Vero Cendoya Company in La Partida at PrestonpansPhoto Eve Johnstone
Vero Cendoya Company in La Partida at Prestonpans
Photo Eve Johnstone

La Partida avoids becoming either a dancing homage or mockery to football through its structure. Set up as a match, the piece ‘begins’ when the two teams run onto the pitch and are met with enthusiastic cheers from the audience. One team (the men) is composed of footballers, while the other team (the women) is made up of dancers. Cendoya cleverly combines the two disciplines by integrating them, rather than using one to talk about the other.

What follows for the next fifty minutes is a clever, humorous and emphatic series of reactions, strategies, tussles and negotiations between the two teams. The dancers disobey function and rules and instead seamlessly sync up in hunching yet lithe sequences as they surround an attacking player, or barrel turn, leap and fling themselves onto other bodies (their team or the opposition). The dancers are magnetic: there is a real attack and rawness in their stretched limbs and impressive flips and cartwheels.
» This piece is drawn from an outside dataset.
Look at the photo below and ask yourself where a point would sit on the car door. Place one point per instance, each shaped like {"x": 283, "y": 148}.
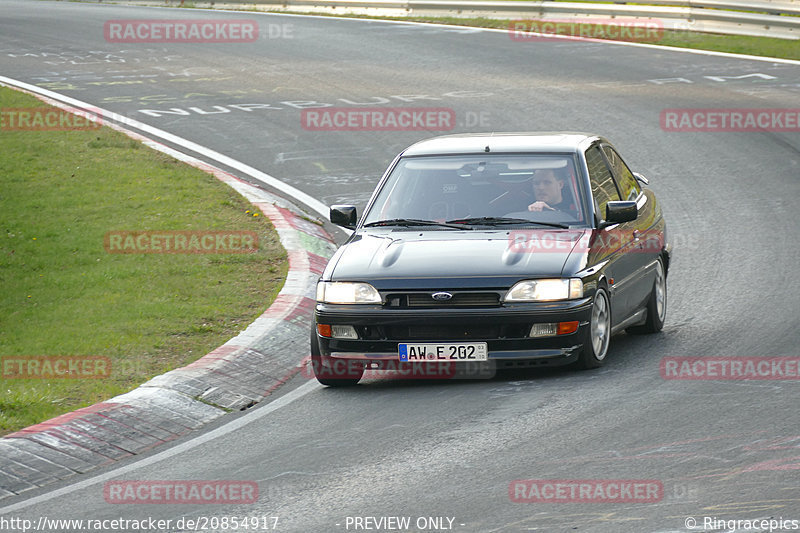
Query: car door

There are some brilliant set pieces. When the men score their second goal, each team goes through the motions of crushing disappointment or jubilant elation, respectively, in diabolically slow motion. It’s the perfect rendition of any television match replay. At half time, the referee as the arbitrary decider of goals takes centre stage in his classical solo. While ballet is often used in this way as a shorthand for ‘effeminate’ or ‘diva behaviour’, here and without denying those associations, it’s an amusingly indulgent illustration of the referee’s tyranny and his blissful enjoyment of it.

It’s a shame the piece falls down in its final moments. The rules of the game are abandoned for a series of duets between each footballer and dancer. No team is clearly pronounced as a winner and the referee blows his whistle, signalling the end of the show. For a dance piece to maintain momentum for fifty minutes is some feat, and a need to ‘wrap it up’ rather than letting the game conclude sees the show limp towards its conclusion.

Nonetheless, this does not detract from the success of La Partida. Played in front of a crowd perhaps more used to cheering at matches than clapping at shows, La Partida succeeds in securing that holy grail of genuinely interacting with new audiences, by finding them in new environments and reacting with sincerity to that environment.

At the end, the festival organised a coach to put the audience through their paces. All the kids jumped up and unquestioningly donned their bibs. But they didn’t just kick the ball and tackle each other; some spinned around, or dived to the floor before stretching their legs into the air. Despite the cold, this was a wonderfully warm and engaging evening, with both the passion and joy of football, and the intensity and creativity of performance.